Tuesday, April 7, 2009


Well, Stacey was writing about this the other day and then today an episode of Gilmore girls addressed the same topic, so I'm going to write down as much as I can about discipline. I need to be clear--this does not come from disciplining my child, but rather from my experience as a classroom teacher. I've taught many ages either as a full-time teacher or as a substitute and I've worked with all types of students as well. I can't promise that these things will work for everyone, but I can say that they've worked for me and I learned from some of the best.
First and foremost I want to say that all children want discipline. This sounds ridiculous, right? I clearly remember getting into fights with my mother about her rules. Kids do want discipline, though. In my years as a teacher I worked with a lot of kids whose parents had little or no rules and these kids are literally thirsty for someone to care about them and what they're doing.

There are keys to discipline, though. Discipline should always be fair, consistent, and respectful.

In order for discipline to be fair, the expectations need to be stated up-front. The age of the child plays a part here. If you're talking teenagers, then contracts or written rules are fine. If you're talking about a young child then "mommy said don't do that" should suffice. With younger children, warnings are OK, but don't get into the habit while where you threaten, but never follow through. A great way to handle this is to say, "Peyton, I'm warning you to stop screaming.
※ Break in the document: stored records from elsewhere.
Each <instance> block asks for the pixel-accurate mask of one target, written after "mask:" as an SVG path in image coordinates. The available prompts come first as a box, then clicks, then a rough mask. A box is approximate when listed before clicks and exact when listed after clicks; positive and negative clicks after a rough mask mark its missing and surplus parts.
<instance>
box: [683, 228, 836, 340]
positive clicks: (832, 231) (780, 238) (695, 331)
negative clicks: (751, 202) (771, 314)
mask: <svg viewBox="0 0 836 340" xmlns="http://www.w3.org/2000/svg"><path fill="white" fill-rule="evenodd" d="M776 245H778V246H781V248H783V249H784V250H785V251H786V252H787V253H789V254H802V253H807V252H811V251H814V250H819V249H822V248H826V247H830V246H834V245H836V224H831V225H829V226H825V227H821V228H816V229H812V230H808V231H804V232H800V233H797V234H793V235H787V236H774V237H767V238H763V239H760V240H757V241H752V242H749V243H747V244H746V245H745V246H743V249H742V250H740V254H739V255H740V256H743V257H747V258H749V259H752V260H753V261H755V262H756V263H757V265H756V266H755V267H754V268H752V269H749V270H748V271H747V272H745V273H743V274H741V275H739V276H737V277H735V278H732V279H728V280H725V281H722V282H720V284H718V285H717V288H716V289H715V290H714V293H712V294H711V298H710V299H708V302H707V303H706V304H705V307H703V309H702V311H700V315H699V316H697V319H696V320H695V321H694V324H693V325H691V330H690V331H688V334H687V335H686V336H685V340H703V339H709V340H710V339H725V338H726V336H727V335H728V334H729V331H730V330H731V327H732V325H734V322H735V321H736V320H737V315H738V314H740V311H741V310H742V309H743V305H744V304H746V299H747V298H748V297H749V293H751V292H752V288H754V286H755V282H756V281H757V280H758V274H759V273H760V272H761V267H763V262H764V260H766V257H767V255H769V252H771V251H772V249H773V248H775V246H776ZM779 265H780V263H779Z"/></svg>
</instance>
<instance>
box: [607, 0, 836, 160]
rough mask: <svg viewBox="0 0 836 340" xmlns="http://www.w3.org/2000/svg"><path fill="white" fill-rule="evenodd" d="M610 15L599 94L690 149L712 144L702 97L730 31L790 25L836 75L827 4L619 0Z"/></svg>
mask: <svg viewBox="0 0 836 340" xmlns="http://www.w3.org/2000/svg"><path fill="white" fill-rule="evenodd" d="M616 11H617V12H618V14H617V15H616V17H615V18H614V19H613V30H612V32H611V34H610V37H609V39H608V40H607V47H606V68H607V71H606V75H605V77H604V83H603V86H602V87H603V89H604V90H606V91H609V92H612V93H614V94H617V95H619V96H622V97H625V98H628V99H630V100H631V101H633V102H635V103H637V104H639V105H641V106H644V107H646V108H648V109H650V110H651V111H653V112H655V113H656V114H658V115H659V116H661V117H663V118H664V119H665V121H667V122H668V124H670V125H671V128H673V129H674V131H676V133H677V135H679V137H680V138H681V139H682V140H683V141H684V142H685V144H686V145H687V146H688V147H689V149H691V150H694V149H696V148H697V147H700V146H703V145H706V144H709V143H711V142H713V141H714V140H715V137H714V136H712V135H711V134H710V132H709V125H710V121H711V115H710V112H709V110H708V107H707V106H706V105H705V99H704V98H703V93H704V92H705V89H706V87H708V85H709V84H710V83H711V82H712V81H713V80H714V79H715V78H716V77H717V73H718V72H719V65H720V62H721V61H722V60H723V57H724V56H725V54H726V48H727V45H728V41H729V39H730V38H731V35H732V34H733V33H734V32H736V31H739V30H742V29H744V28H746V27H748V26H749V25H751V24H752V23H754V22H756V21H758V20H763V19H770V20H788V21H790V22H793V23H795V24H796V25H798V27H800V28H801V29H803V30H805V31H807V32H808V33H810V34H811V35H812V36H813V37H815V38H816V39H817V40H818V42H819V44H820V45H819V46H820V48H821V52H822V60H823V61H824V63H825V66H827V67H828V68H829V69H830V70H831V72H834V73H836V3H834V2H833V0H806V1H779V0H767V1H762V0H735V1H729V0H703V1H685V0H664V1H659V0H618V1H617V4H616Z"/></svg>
If you keep screaming then you're going to end up in time out. This is the only warning I'm going to give you." It's up to you how many warnings you want to give, but keep it consistent.

Which leads to consistency. Follow through and discipline consistently. Letting things slide today will lead to a major meltdown in the future.

The final component to discipline involves respect. You have to do everything in your power to eliminate emotion on your end. If your child colors on the walls or even breaks curfew, they're not doing it because they hate you--they're experimenting. If you respond with anger, then it changes the dynamic. Try to think of it as a business transaction--you colored on the walls, so you sit in time-out for a certain number of minutes. It's not about hatred or anger or disrespect. Children are testing boundaries and your job is show them where they are. Don't make things personal. If your child stays out all night and gets drunk or accidentally cuts down your prized Jade bush, that doesn't make them stupid, or lazy, or arrogant, so don't say that they are. Criticize the action and not your child.

Some final thoughts in no particular order:
  • Don't discuss something while you're administering discipline. It's a transaction--you need to complete it and keep going. If you spend time talking about it, examining what happened, etc. then you are awarding them with attention. These kinds of things can happen after, but not at the time of a problem.
  • Eye contact is huge. If your child is begging you for something then say no and look away--this effectively ends the conversation.
  • If you do lose your cool and yell and scream then make it a point not to hold a grudge. Move on. Your children need to know that they are loved above all.

I feel like a complete ass writing about discipline, but this stuff has worked for me time and time again, and maybe there's something in here for someone else. Please ignore me if you need to!

But. . . if I didn't do a good job at explaining then please leave me a question--I'll answer as best I can.